The launching of a new and improved Gloucester emergency dispatch system run by the city's Police Department represents good news for residents.
Indeed, adopting the new system should indeed deliver a more effective and efficient response to local 911 emergency calls throughout the city, and is a good step toward improving the city's responses overall.
Yet it's important for city officials to view the emergency dispatch upgrade, which debuted last week, as just that — a first step. For it still fails to address Gloucester's ongoing top priority — the continued regular closures of the outlying fire stations, in Bay View especially. And, in some ways, it should only set the stage for other improvements.

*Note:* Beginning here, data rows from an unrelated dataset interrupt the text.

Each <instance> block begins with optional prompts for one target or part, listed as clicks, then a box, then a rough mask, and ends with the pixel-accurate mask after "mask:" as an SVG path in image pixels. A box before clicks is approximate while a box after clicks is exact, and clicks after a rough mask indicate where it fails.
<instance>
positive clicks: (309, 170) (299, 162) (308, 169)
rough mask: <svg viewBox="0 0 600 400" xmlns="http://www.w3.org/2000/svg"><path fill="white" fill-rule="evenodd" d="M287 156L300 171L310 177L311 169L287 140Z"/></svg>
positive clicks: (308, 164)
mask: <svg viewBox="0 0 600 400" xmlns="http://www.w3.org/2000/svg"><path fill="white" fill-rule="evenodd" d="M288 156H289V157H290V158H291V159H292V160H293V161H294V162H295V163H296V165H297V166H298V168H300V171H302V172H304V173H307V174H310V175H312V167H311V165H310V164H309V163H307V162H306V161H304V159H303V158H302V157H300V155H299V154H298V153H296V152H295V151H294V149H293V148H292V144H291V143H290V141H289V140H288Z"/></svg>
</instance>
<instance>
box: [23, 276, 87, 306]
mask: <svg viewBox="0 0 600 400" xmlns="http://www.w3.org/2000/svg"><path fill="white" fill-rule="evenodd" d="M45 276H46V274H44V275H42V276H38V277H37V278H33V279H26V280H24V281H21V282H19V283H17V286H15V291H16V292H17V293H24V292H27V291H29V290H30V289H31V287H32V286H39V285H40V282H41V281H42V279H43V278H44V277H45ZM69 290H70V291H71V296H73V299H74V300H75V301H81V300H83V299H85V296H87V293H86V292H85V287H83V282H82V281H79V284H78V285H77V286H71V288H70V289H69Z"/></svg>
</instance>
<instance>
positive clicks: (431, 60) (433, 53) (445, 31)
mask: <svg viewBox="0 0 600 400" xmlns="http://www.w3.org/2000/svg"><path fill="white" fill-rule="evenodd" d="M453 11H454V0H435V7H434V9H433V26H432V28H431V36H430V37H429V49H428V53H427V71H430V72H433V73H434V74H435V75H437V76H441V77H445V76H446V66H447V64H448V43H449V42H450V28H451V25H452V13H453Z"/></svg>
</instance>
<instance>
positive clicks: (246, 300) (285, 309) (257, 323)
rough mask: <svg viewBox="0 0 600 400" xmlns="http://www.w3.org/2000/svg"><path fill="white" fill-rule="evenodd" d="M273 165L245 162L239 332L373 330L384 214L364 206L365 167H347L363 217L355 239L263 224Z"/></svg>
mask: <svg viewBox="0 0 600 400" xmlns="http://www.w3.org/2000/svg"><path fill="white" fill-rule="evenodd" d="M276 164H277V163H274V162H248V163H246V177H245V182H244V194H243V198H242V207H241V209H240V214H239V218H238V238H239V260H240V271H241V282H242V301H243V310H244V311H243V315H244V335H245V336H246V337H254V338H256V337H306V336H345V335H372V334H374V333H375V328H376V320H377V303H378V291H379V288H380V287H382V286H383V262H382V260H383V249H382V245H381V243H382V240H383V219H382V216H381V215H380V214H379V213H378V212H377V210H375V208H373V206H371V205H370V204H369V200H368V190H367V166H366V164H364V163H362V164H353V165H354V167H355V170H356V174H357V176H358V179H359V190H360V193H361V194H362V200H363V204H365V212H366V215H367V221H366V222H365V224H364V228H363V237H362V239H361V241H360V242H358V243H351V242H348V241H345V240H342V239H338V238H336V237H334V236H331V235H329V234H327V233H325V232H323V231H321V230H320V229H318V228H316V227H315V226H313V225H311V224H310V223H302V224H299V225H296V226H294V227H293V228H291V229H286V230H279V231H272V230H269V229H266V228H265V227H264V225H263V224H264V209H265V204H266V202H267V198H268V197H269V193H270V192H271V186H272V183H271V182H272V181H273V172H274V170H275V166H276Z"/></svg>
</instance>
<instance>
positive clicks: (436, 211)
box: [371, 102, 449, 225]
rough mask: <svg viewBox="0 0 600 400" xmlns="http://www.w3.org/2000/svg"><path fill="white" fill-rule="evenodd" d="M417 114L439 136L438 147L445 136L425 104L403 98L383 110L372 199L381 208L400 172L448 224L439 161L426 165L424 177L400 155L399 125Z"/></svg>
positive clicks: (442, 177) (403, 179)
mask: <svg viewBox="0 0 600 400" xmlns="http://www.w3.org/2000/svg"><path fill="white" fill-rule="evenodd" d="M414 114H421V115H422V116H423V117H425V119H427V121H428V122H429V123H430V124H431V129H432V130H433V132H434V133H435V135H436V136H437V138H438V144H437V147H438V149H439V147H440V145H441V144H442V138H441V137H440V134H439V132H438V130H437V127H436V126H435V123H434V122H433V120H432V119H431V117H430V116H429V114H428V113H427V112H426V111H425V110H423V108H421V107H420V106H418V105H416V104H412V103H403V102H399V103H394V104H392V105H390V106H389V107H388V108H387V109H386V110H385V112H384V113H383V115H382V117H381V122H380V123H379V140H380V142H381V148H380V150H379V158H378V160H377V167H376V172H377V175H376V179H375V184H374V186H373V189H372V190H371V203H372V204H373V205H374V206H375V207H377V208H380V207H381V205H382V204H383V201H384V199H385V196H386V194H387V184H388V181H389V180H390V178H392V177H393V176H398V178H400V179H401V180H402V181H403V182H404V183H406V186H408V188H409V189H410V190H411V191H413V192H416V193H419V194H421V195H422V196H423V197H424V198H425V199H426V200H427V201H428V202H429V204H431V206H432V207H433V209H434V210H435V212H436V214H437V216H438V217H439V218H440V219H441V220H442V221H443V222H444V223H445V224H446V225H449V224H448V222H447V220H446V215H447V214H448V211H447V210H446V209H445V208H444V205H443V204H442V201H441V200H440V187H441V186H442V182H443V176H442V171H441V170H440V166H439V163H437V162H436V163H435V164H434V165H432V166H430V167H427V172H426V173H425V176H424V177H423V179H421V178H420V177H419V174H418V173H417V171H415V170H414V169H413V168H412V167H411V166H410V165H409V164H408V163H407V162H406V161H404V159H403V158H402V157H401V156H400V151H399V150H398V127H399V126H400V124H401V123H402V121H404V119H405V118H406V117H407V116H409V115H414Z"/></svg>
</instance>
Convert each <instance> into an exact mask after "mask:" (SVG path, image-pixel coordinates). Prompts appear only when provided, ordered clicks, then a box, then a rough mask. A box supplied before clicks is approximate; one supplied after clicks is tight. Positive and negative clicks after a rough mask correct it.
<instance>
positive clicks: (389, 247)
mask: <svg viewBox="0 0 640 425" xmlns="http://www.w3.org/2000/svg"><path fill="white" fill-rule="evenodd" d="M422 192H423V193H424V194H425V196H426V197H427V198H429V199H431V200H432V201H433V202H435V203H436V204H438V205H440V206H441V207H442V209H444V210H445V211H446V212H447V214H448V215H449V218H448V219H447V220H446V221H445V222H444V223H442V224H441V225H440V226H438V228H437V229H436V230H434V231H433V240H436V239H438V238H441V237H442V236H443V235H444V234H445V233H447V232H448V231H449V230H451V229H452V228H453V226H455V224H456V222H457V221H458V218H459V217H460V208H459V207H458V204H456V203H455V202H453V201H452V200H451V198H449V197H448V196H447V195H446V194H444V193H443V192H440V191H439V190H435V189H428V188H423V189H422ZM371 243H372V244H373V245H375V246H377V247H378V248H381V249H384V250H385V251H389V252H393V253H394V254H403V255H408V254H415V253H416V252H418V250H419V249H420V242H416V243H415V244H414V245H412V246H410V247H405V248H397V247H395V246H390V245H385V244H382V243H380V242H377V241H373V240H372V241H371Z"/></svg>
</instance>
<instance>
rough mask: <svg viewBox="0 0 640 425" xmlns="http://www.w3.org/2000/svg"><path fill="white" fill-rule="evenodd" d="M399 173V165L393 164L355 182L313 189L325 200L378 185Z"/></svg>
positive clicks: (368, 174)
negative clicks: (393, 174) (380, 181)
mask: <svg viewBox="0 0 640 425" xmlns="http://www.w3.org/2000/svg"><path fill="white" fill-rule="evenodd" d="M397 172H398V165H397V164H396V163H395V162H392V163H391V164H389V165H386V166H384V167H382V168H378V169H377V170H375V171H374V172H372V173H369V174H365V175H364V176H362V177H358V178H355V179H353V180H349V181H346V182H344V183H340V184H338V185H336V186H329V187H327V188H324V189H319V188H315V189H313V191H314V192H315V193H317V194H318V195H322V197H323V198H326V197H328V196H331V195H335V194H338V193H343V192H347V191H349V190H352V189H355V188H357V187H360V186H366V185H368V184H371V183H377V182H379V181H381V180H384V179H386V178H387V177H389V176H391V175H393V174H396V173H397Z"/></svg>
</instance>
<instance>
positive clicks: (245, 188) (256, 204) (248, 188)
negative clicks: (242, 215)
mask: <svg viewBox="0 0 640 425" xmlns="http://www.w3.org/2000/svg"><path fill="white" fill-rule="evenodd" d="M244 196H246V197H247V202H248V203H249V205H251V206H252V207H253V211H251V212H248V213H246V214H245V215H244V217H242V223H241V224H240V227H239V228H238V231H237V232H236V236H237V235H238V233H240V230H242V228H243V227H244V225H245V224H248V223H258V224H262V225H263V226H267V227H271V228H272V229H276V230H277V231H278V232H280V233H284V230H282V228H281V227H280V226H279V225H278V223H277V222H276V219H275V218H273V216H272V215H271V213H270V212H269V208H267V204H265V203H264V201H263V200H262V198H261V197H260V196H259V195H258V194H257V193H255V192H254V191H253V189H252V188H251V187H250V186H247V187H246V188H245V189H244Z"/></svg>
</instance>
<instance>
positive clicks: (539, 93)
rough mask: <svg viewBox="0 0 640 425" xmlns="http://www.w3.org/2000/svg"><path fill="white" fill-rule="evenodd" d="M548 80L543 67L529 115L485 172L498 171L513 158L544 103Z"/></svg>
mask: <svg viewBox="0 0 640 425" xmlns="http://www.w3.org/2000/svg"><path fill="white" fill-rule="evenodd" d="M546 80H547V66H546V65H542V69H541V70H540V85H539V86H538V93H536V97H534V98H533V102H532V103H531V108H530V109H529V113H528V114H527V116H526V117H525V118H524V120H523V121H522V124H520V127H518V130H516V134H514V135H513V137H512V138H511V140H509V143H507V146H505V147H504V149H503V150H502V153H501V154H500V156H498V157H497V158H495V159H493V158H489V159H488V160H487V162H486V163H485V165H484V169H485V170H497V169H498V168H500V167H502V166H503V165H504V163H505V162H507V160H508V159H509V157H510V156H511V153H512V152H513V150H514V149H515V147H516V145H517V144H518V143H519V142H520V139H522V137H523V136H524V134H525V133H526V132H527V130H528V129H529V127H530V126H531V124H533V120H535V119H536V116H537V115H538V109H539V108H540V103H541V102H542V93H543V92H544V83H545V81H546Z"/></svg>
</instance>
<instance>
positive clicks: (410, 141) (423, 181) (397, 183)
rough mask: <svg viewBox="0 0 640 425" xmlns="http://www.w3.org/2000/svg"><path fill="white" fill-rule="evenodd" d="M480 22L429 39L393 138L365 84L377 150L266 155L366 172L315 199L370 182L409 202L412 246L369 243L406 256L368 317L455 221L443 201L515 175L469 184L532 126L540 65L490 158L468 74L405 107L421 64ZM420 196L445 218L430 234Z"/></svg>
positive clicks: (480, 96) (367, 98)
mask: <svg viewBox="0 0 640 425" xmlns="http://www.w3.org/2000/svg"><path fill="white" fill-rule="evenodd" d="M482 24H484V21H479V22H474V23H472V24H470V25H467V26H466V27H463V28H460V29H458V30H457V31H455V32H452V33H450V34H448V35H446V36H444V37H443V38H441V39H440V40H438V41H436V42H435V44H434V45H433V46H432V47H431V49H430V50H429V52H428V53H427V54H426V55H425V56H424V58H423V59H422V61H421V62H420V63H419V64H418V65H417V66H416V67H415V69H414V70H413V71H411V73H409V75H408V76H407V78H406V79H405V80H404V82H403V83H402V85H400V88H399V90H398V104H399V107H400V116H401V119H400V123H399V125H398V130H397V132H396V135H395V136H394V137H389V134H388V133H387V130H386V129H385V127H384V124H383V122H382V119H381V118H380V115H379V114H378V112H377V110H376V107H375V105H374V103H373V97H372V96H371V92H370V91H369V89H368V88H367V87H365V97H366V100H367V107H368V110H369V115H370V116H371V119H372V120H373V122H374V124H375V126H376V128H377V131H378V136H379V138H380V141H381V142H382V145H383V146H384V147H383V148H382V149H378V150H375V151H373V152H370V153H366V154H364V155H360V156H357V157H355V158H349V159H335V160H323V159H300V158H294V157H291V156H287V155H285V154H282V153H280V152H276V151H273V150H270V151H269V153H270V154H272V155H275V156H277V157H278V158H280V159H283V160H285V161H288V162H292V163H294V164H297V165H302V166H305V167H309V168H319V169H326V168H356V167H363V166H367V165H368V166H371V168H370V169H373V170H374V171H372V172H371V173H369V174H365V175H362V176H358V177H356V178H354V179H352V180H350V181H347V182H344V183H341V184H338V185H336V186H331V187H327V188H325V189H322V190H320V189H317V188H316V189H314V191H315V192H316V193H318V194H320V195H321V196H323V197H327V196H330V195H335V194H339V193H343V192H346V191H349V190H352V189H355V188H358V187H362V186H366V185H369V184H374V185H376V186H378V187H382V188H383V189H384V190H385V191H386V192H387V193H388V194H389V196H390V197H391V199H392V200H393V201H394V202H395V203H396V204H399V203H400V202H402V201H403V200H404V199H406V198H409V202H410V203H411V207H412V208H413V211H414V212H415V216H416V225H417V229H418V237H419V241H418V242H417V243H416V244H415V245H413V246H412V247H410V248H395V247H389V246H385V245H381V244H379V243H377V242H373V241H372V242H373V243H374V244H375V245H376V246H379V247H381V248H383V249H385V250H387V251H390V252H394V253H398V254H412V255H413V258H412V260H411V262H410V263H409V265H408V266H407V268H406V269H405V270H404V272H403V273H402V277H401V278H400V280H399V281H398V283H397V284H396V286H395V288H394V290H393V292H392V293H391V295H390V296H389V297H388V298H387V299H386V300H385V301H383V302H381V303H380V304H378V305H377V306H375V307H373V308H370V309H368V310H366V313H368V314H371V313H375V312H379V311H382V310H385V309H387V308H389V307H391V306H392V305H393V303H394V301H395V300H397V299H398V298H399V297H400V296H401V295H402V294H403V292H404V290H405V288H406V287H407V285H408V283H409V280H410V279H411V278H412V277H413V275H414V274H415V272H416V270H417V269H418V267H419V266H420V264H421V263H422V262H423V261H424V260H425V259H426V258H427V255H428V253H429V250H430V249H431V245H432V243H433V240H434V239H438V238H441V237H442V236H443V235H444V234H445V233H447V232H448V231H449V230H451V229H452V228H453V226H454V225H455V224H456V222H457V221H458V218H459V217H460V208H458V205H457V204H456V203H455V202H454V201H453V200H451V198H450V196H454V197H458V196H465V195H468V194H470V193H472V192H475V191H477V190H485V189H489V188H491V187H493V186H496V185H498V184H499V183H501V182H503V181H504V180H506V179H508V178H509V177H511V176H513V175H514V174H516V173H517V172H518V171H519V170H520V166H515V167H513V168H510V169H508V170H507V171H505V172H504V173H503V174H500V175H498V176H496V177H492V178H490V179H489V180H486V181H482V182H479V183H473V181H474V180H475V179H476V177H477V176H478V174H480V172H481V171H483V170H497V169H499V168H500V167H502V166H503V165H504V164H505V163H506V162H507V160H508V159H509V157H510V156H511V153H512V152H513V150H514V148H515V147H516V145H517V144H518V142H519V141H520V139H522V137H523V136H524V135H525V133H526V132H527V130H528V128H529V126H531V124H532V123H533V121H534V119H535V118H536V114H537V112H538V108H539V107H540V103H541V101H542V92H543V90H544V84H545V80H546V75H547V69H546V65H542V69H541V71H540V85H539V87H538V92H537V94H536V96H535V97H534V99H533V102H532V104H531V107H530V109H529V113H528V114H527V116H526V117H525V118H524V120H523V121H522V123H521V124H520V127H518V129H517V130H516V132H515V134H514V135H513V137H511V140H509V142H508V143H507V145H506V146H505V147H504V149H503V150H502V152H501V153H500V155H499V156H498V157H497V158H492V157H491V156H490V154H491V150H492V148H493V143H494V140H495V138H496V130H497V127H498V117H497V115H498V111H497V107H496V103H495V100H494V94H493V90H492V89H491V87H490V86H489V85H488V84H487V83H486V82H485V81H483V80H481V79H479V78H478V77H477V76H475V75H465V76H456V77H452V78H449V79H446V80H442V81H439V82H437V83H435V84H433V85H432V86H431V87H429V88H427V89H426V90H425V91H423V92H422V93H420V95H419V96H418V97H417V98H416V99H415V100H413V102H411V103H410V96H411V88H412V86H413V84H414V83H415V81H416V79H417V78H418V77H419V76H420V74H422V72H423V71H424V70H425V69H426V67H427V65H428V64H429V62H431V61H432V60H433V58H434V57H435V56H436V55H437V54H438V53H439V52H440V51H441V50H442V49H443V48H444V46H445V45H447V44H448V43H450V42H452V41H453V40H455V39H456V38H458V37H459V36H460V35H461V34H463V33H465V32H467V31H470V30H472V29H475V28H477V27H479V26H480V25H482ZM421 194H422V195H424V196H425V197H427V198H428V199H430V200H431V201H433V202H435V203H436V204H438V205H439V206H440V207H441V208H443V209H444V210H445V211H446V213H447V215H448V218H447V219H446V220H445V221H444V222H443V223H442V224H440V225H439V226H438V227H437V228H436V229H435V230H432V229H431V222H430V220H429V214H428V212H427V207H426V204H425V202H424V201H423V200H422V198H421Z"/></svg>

In a nutshell, the new system works like this:
With three dispatchers manning the expanding Police Department dispatch center at all times, each 911 call is now fielded by two dispatchers, not just one, within the police station. One of those quickly calls the Fire Department, which includes the city's ambulance and rescue squads and can dispatch a crew to the emergency scene. The other dispatcher is now able to stay on the line with the caller while the ambulance or other emergency equipment are en route. And in some cases, the dispatcher can ease the caller's mind or offer advice on what to do until the emergency crew arrives on scene.
That might sound fairly basic, but it's a giant step forward from the previous system. In the bad old days — of May 2012 — the police dispatcher would take the initial 911 call, take down names, the location and type of emergency, then transfer the call to the Fire Department. The Fire Department's dispatcher would then generally ask the same questions, and then send an ambulance, with the caller then having to wait for police and the Fire Department to arrive. Efficient, it wasn't.
Yet, the new system is ultimately still only as effective as the ambulance response times. And that's a particular problem if the emergency is at a home or business or on the road in the villages of Annisquam, Bay View and especially Lanesville, and the Bay View station is closed.
Indeed, the idea of having an ambulance stationed at Bay View, and then getting sent to a Lanesville call seconds after a 911 report is logged downtown under the new system, would make a marked — perhaps life-saving — difference in response. But if that ambulance is still coming from the city's center, the improved dispatch system may make a difference in seconds, while the responders still need too many minutes to reach the scene.
The new dispatch format should open the door for considering other alternatives — perhaps even including shifting the ambulance service under the Police Department, or separating it out to its own department under a broader public safety division. But that will take extensive restructuring and coordination that can't begin until a new fire chief and new permanent police chief are both on board. And while the search for a fire chief should — after 10 months — be in its final stages, the search for a successor to Mike Lane, who has moved the department forward in more than three years under an interim role, remains in its infant stages.
In the short term, the conversion to this new dispatch system cries out for providing the money to keep the Bay View station along with West Gloucester's open on a regular basis, with a rescue unit in tow.
Yes, the new dispatch system helps in terms of communications.
But it does not address the city's primary emergency response issue of distance. That simply has to come next — and it should come now.